Cars is the first Pixar movie to be released since the studio was acquired by Disney, but it’s a watershed moment for the studio for another, more important reason — it marks their first significant departure from the basic premise of their first six full-length features.
From Toy Story (1995) to The Incredibles (2004), Pixar films have always been set in our world. Each plot unfolds in a contemporary American universe, inhabited by human beings. Each of these films explores a part of this world unseen in everyday life: Toy Story and Toy Story 2 imagine our toys coming to life whenever our backs our turned, A Bug’s Life‘s drama occurs on a scale too small for our eyes to perceive, Monsters Inc. takes place in a universe that parallels and intersects with our own, Finding Nemo takes place under water, and The Incredibles fleshes out the secret lives of super heroes that walk amongst us.
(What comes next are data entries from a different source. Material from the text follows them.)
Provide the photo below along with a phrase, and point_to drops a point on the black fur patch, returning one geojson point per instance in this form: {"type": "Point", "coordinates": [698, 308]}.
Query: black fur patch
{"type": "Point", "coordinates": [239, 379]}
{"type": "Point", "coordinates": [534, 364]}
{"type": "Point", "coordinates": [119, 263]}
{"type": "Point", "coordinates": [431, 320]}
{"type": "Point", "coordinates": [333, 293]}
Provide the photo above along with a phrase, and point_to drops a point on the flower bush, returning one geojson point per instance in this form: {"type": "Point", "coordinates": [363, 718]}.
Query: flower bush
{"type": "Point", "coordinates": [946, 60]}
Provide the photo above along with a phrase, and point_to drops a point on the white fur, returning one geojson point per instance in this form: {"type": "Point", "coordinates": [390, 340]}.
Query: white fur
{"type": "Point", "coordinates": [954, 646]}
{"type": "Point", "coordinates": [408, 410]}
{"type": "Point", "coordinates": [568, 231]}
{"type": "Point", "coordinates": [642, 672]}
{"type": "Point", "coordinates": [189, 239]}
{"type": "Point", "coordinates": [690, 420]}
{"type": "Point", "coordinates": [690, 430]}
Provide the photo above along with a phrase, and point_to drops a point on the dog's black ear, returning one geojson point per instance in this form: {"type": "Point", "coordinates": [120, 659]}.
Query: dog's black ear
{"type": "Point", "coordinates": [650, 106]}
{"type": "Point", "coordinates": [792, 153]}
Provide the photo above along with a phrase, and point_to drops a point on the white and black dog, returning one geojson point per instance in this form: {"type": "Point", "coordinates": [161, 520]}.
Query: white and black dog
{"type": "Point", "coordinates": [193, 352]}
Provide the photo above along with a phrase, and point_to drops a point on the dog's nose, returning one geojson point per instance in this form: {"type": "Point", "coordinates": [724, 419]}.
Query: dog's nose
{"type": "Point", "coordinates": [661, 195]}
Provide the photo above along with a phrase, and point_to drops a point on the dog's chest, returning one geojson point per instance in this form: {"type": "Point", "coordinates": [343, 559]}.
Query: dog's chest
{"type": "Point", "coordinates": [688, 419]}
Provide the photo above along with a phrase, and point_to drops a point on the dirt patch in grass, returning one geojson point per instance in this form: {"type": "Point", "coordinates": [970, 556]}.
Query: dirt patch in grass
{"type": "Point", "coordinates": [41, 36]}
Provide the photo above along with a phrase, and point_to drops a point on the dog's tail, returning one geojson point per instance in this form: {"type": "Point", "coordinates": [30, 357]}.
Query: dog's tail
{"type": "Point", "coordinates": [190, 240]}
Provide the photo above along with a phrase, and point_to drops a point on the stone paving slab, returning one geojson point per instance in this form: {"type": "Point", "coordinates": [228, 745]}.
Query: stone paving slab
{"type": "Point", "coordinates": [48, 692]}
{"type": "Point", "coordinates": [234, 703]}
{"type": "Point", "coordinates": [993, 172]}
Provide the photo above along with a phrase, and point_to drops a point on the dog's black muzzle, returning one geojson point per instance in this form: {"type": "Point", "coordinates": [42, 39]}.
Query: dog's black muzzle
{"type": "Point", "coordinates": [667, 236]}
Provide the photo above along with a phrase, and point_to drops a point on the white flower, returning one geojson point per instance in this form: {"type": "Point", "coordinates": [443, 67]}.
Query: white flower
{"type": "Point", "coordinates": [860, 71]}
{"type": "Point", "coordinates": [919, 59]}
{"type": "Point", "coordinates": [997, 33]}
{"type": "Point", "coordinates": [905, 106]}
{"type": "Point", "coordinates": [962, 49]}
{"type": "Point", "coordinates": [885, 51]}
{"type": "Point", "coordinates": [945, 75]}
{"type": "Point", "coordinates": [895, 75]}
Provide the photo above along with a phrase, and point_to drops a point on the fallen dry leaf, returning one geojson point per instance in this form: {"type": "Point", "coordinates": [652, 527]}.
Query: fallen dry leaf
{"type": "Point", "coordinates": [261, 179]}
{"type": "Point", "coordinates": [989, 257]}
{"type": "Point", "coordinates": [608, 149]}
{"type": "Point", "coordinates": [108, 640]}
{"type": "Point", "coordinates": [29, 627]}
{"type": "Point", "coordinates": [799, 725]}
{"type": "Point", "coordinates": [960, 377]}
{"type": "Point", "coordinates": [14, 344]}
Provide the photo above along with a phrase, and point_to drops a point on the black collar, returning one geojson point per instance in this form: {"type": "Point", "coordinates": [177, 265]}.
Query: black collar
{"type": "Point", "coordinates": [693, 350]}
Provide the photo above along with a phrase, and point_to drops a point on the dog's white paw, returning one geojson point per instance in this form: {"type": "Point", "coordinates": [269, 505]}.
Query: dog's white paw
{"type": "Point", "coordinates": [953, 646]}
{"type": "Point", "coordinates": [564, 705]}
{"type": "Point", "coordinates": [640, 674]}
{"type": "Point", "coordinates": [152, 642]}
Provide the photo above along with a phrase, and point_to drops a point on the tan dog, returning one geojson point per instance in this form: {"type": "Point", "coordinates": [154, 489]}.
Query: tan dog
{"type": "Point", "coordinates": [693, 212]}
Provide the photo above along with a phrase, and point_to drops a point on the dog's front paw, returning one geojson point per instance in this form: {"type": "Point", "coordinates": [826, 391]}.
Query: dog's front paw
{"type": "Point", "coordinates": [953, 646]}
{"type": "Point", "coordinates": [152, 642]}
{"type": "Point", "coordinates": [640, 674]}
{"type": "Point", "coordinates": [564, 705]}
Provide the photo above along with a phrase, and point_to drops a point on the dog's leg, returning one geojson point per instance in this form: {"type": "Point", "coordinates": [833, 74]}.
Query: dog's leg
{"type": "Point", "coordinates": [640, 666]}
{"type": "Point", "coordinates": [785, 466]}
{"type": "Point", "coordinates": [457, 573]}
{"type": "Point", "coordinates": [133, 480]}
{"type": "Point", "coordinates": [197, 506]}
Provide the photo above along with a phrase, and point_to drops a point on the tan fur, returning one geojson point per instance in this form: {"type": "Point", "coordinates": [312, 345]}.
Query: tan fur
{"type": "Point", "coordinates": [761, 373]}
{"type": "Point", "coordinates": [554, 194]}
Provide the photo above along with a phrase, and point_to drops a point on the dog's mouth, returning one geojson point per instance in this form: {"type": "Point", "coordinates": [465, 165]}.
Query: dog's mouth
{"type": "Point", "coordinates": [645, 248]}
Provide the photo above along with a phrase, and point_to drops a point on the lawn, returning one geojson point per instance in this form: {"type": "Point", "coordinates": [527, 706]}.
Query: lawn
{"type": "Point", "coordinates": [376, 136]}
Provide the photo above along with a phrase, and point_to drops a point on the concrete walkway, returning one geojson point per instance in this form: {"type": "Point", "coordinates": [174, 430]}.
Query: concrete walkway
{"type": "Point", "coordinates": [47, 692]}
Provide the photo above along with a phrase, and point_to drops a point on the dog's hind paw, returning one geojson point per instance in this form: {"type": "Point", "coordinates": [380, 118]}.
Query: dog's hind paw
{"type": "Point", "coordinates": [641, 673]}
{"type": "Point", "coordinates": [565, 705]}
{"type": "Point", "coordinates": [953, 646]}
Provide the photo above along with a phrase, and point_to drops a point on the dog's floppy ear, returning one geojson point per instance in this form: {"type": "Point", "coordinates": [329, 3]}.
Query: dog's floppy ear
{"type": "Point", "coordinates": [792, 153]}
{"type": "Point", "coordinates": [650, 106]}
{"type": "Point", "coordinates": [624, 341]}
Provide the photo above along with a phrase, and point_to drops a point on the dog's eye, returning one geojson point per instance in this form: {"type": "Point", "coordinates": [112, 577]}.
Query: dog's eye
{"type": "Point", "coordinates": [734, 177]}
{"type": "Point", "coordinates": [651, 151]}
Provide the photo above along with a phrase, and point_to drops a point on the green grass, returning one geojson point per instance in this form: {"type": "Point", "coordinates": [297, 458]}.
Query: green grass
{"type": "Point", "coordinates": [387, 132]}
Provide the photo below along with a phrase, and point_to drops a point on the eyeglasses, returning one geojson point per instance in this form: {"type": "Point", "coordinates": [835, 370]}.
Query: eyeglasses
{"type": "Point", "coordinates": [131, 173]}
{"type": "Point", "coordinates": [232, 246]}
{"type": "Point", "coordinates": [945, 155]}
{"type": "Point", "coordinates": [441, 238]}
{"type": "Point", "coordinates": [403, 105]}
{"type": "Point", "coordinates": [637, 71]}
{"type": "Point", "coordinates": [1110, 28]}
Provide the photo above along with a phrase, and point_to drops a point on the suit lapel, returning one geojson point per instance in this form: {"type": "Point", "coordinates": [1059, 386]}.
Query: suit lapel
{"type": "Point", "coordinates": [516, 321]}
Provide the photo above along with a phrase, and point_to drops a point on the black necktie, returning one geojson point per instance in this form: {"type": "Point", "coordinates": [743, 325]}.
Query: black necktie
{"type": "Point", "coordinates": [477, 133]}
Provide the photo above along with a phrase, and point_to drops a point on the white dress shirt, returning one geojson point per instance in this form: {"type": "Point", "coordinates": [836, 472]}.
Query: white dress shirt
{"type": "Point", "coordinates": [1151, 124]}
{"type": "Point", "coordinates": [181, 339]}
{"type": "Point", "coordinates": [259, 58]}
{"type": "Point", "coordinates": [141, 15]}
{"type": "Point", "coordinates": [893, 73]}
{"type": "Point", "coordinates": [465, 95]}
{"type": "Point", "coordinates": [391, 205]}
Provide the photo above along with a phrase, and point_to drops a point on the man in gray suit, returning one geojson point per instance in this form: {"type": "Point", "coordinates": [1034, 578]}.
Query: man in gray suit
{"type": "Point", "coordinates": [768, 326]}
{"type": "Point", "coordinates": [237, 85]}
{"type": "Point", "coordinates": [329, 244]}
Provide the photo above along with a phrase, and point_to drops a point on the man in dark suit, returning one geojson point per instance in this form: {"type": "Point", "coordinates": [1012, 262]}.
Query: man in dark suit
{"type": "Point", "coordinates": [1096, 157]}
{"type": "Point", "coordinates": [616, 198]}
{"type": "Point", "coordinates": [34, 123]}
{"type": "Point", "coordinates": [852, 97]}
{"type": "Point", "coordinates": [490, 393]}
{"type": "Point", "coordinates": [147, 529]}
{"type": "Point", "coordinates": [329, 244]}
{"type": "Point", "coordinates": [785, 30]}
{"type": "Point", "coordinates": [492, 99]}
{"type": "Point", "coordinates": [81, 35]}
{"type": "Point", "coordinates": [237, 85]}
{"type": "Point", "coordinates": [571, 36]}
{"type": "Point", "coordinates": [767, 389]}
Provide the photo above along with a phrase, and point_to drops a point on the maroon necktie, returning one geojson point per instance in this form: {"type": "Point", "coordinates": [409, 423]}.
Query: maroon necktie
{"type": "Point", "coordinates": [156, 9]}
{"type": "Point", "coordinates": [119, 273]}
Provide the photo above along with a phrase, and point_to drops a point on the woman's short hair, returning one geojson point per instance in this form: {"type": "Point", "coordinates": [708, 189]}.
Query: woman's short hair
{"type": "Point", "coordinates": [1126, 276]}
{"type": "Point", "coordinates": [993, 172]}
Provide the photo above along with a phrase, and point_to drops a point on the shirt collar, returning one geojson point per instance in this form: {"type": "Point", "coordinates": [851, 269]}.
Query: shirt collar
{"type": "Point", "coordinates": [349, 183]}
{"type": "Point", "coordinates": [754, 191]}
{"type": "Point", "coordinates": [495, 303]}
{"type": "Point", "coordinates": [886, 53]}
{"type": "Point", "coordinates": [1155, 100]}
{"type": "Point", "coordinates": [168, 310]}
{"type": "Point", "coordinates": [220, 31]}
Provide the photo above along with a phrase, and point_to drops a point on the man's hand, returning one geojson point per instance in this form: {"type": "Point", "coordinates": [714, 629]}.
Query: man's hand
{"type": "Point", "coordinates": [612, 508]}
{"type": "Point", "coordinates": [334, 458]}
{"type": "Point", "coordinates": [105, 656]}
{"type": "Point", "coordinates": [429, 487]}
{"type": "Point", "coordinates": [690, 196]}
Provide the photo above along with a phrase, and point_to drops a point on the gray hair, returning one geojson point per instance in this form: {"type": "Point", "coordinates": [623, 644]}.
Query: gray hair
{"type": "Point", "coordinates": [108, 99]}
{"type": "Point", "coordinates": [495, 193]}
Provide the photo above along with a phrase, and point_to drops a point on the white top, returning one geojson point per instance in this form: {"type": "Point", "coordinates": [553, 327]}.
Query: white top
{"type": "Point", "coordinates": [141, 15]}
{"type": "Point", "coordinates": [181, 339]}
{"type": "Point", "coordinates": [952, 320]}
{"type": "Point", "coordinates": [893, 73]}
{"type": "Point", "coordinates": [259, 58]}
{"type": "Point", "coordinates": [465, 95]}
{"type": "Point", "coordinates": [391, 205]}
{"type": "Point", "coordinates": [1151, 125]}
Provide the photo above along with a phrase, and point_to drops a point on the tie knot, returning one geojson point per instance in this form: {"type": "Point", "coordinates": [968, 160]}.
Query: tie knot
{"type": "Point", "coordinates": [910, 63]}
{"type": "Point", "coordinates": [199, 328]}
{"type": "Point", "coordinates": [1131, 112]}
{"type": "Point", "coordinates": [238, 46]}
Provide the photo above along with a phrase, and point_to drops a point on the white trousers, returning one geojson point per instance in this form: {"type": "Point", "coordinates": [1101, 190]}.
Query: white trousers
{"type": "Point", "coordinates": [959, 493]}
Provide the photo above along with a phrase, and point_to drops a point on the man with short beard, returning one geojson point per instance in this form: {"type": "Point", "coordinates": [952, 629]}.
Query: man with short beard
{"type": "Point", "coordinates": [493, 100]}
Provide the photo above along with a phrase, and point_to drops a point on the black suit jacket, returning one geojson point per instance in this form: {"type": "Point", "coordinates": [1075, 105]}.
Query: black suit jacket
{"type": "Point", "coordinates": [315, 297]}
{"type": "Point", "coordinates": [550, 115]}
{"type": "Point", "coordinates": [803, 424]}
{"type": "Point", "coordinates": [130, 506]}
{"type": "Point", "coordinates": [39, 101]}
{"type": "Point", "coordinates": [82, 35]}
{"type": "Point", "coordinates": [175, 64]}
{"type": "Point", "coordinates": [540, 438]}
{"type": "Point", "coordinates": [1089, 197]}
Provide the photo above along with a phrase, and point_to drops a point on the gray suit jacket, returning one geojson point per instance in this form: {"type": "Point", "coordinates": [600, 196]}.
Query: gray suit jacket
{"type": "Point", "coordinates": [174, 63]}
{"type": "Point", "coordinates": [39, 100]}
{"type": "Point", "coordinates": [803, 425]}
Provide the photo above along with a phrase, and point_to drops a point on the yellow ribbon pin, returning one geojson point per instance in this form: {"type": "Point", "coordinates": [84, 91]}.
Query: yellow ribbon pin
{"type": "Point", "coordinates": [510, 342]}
In Cars, for the first time, human beings are absent. Except, of course, they're not. Here is a world in which the rock formations of the American southwest resemble tailfins, in which "cows" are tractors, and in which even the bugs are miniature Volkswagens with wings. But where did these cars come from? What God wrought these creatures in His (or Her) own image?
In one telling scene, Radiator Springs' oldest resident Lizzie (Katherine Helmond) gestures towards a picture of her husband, the town's founder Stanley (like Lizzie, a Model T Ford). This begs a question: what where Stanley's forefathers? Horses? As in last year's Robots, human beings might be absent from this world, but their presence looms over it hauntingly.
The first six Pixar films are effective at fueling young (and young at heart) imaginations because they operate in much the same way. They make sense of the wider, unfamiliar world by imposing a child's understanding of human society on inanimate objects, animals, and nightmares. They take lessons from the World I Understand and apply them to the World I Don't.